For the 3D reconstruction, there are other approaches (e.g., multi-camera based method [petit2010multicamera] and RGB-D data based methods [niessner2013real]), that can create a usable telepresence model, however, they typically require high performance network conditions and machines. For robot side semi-autonomous control using vision guidance, Gridseth et al. [gridseth2013bringing] proposed an interface for task specification based on geometric constraints with error mapping represented in image space. A successive uncalibrated IBVS [chaumette2006visual] controller is used for robot side autonomy.

Vi Conclusions

We present a coarse-to-fine approach based teleoperation system taking into consideration the common network limitation in long range telerobotic control: low bandwidth and high latency. The ‘coarse’ part includes a coarse estimation of the remote scene and a controller for large movements. The ‘fine’ part includes an IBVS [chaumette2006visual] controller for fine motions, which compensates errors in the coarse part by minimizing errors in image space. Only sparse points, an target image and two task commands are transmitted via the network, thus removing the low bandwidth challenge. The robot side autonomous controller removes the high latency challenge. Experiments are designed to showcase our methods ability in such network conditions.

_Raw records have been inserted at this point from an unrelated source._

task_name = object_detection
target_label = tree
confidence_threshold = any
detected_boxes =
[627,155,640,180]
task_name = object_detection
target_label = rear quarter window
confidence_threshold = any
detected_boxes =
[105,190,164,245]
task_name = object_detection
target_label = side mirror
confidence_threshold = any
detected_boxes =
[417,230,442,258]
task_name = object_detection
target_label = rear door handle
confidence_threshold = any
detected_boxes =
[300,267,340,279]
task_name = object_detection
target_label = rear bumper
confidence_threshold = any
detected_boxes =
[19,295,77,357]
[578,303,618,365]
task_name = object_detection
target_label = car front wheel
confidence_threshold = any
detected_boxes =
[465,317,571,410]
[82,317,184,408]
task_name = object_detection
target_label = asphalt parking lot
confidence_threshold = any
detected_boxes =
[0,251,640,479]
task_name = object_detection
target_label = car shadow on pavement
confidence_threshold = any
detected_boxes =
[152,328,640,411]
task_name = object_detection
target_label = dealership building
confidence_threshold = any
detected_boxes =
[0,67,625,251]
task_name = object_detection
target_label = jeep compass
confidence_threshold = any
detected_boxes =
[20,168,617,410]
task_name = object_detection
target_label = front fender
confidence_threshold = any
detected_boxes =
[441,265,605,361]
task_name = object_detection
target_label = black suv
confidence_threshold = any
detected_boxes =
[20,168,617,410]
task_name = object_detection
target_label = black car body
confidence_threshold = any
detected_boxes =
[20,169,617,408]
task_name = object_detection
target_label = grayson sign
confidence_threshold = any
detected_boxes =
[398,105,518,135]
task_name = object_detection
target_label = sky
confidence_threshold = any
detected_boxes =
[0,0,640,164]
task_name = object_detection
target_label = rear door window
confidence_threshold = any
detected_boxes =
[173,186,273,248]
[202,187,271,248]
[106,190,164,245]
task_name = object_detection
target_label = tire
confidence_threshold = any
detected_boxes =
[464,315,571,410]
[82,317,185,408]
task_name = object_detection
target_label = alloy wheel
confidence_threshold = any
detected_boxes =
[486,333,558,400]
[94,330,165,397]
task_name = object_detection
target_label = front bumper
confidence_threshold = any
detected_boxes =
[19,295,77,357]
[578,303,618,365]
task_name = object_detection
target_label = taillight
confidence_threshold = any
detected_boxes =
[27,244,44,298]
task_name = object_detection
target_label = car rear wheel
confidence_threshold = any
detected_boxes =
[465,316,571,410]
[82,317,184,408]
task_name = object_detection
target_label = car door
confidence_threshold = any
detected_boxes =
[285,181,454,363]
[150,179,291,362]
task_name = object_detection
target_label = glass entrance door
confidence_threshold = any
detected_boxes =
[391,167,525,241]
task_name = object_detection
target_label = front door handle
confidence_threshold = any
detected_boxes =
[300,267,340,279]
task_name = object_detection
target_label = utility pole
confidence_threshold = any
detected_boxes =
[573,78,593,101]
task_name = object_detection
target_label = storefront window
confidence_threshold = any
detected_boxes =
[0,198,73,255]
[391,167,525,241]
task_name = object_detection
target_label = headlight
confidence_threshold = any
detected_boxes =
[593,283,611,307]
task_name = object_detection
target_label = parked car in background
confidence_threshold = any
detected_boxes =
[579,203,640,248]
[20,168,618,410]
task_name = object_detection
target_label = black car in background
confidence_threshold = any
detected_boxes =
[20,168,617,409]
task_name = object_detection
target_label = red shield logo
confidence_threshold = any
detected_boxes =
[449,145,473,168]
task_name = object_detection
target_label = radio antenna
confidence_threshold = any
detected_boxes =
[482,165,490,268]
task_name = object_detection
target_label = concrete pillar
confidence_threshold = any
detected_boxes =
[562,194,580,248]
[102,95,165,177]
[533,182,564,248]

Limitations and future work: We use Orb-SLAM [mur2017orb] to generate map points. However, this feature based method relies highly on rich image textures. In scenarios with a lack of image textures, direct methods (e.g., LSD SLAM [engel2014lsd]) can be used. However, for poor illumination scenarios (e.g., space missions), both of these methods will not perform well. Furthermore, a pure coarse 3D model based telepresence may still cause human understanding difficulties. Generating denser map points may help, however, it consumes a larger network cost. The second limitation comes from our fine manipulation controller: IBVS [chaumette2006visual], which relies on trackers to estimate error in image space. This is a typical challenge in visual servoing. Several approaches are proposed, e.g., direct visual servoing [silveira2012direct], however new challenges arise [bateux2018going]. Other learning based methods [jin2018robot], [levine2016end] could be a future direction.

We are planning to deploy our system on a mobile manipulator. Combined with a motion planning module, our system can work for tasks requiring both self-navigation and manipulation, enhancing application potential in remote facility maintenance tasks, offshore oil rig operations and space missions.